The primary goal is that we can implement a race-free aio poll,
the primary benefit is that we can get rid of the currently racy
and bug prone way we do in-kernel poll-like calls for things like
eventfd. The first is clearly is in 4.18-rc and provides massive
performance advantanges if used, the second is not there yet,
more on that below.
> I was assuming there was a good reason for it, but looking closer I
> see absolutely nothing but negatives. The argument that keyed wake-ups
> somehow make multiple wake-queues irrelevant doesn't hold water when
> the code is more complex and apparently slower. It's not like anybody
> ever *had* to use multiple wait-queues, but the old code was both
> simpler and cleaner and *allowed* you to use multiple queues if you
> wanted to.
It wasn't cleaner at all if you aren't poll or select, and even
for those it isn't exactly clean, see the whole mess around ->qproc.
> The disadvantages are obvious: every poll event now causes *two*
> indirect branches to the low-level filesystem or driver - one to get
> he poll head, and one to get the mask. Add to that all the new "do we
> have the new-style or old sane poll interface" tests, and poll is
> obviously more complicated.
It already caused two, and now we have three thanks to ->qproc. One
of the advantages of the new code is that we can eventually get rid
of ->qproc once all users of a non-default qproc are switched away
from vfs_poll.
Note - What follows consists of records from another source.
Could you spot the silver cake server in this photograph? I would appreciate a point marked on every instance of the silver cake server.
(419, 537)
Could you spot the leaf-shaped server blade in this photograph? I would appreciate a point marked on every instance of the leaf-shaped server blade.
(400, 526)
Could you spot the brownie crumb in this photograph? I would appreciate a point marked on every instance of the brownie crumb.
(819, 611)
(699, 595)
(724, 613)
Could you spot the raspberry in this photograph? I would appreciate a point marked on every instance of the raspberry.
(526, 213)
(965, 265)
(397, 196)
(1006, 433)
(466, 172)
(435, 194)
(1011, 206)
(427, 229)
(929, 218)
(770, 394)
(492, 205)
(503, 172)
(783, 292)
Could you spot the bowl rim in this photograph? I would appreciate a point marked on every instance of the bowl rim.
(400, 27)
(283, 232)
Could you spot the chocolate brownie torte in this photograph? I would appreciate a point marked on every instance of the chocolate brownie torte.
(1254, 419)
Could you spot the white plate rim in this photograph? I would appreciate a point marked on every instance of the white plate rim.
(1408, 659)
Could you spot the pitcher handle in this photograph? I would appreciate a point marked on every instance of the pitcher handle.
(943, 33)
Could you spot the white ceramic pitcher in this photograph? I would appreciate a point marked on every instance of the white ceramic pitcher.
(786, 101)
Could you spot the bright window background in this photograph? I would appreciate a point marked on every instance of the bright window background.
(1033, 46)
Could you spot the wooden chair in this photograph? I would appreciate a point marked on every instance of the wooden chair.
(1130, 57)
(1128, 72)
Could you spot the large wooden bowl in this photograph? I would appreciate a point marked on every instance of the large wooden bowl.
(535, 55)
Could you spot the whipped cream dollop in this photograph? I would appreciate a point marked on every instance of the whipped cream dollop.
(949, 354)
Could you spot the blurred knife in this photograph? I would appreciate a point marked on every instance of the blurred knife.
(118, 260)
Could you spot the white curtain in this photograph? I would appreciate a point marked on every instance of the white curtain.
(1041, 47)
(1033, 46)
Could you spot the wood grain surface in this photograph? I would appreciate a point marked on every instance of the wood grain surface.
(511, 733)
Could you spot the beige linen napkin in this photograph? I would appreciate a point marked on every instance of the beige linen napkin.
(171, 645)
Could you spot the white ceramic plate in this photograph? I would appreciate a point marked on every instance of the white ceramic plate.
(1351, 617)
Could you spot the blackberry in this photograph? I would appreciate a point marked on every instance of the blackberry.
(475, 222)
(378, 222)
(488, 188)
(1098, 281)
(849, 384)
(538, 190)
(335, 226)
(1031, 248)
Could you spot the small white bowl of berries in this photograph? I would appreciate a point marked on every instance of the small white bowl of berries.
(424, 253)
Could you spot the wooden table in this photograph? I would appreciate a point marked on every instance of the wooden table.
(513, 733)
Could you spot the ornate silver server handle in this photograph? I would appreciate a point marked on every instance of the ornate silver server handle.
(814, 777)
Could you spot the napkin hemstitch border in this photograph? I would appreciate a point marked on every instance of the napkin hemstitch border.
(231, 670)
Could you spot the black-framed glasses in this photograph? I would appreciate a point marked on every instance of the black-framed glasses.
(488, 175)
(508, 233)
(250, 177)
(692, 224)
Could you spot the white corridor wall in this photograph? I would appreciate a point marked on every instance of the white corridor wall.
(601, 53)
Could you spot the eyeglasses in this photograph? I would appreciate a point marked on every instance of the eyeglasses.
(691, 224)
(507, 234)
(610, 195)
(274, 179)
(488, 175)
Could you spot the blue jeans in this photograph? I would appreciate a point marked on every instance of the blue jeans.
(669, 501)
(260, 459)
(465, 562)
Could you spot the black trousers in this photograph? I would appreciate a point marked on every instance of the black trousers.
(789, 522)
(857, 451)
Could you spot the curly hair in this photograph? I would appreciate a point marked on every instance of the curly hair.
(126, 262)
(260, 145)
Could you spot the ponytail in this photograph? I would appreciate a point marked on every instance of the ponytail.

Which requires a little more work, but I have the
patches for that to be posted soon.
> If we could get the poll head by just having a direct pointer in the
> 'struct file', maybe that would be one thing. As it is, this all
> literally just adds overhead for no obvious reason. It replaced one
> simple direct call with two dependent but separate ones.
People are doing weird things with their poll heads, so we can't do
that unconditionally. We could however offer a waitqueue pointer
in struct file and most users would be very happy with that.
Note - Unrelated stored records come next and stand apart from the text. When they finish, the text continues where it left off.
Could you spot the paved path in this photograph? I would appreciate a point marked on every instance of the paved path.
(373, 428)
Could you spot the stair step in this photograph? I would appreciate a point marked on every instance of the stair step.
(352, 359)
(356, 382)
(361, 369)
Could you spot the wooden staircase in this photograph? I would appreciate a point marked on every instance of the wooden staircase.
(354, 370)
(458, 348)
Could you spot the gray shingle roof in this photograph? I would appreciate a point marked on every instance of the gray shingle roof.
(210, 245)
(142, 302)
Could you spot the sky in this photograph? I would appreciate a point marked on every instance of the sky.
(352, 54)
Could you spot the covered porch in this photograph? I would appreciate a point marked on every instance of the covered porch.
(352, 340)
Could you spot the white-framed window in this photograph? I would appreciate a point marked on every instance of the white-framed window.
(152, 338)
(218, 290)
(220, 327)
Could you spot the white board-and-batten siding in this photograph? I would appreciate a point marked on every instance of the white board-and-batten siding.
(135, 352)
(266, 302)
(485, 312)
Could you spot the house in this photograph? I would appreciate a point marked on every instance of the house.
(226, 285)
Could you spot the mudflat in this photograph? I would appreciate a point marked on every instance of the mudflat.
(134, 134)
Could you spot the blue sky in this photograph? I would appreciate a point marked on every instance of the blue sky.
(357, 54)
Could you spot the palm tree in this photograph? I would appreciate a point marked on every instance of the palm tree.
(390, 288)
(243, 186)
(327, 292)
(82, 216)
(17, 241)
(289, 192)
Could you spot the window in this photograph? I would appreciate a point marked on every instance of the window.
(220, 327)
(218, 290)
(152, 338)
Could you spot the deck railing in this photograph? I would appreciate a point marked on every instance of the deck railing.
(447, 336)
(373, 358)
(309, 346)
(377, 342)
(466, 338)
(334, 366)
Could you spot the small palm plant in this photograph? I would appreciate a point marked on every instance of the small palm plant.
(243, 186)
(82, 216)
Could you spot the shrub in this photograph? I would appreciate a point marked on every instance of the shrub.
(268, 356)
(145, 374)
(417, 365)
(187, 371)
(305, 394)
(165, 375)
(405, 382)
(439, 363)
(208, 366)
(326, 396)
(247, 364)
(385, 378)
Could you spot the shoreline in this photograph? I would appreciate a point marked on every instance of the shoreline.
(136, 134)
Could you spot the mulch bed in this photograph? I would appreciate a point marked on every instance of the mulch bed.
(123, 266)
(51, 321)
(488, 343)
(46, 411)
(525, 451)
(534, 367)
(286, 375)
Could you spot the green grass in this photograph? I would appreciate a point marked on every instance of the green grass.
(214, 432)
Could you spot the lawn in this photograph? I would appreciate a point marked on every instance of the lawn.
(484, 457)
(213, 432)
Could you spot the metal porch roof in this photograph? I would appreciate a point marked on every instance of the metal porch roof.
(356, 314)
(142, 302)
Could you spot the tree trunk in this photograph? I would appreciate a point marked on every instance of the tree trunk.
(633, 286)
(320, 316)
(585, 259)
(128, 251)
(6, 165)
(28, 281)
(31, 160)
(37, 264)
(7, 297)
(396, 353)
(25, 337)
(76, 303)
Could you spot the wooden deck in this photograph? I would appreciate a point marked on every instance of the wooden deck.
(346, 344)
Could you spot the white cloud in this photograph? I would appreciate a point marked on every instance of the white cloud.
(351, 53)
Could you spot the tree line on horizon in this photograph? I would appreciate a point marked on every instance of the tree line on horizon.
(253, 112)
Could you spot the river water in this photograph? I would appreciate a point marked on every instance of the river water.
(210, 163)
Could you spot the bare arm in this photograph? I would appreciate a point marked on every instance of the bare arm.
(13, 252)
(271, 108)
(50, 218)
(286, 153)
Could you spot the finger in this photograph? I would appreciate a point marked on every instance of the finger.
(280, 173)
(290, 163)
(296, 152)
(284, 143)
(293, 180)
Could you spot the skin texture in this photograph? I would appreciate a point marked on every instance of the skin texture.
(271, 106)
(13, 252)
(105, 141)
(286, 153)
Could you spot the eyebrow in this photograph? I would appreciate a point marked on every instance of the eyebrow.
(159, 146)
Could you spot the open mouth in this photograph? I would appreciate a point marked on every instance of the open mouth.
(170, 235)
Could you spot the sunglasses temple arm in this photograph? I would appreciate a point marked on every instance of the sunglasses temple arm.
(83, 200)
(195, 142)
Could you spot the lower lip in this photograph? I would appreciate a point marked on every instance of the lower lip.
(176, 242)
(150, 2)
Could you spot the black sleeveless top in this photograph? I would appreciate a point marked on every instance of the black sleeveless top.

In the meantime below is an ugly patch that removes the _qproc
indirect for ->poll only (similar patch is possible for select
assuming the code uses select). And for next merge window I plan
to kill it off entirely.
How can we get this thrown into the will it scale run?
---
>From 50ca47fdcfec0a1af56aac6db8a168bb678308a5 Mon Sep 17 00:00:00 2001
From: Christoph Hellwig <hch@lst.de>
Date: Fri, 22 Jun 2018 11:36:26 +0200
Subject: fs: optimize away ->_qproc indirection for poll_mask based polling
Signed-off-by: Christoph Hellwig <hch@lst.de>
---
fs/select.c | 20 +++++++++++++++++++-
1 file changed, 19 insertions(+), 1 deletion(-)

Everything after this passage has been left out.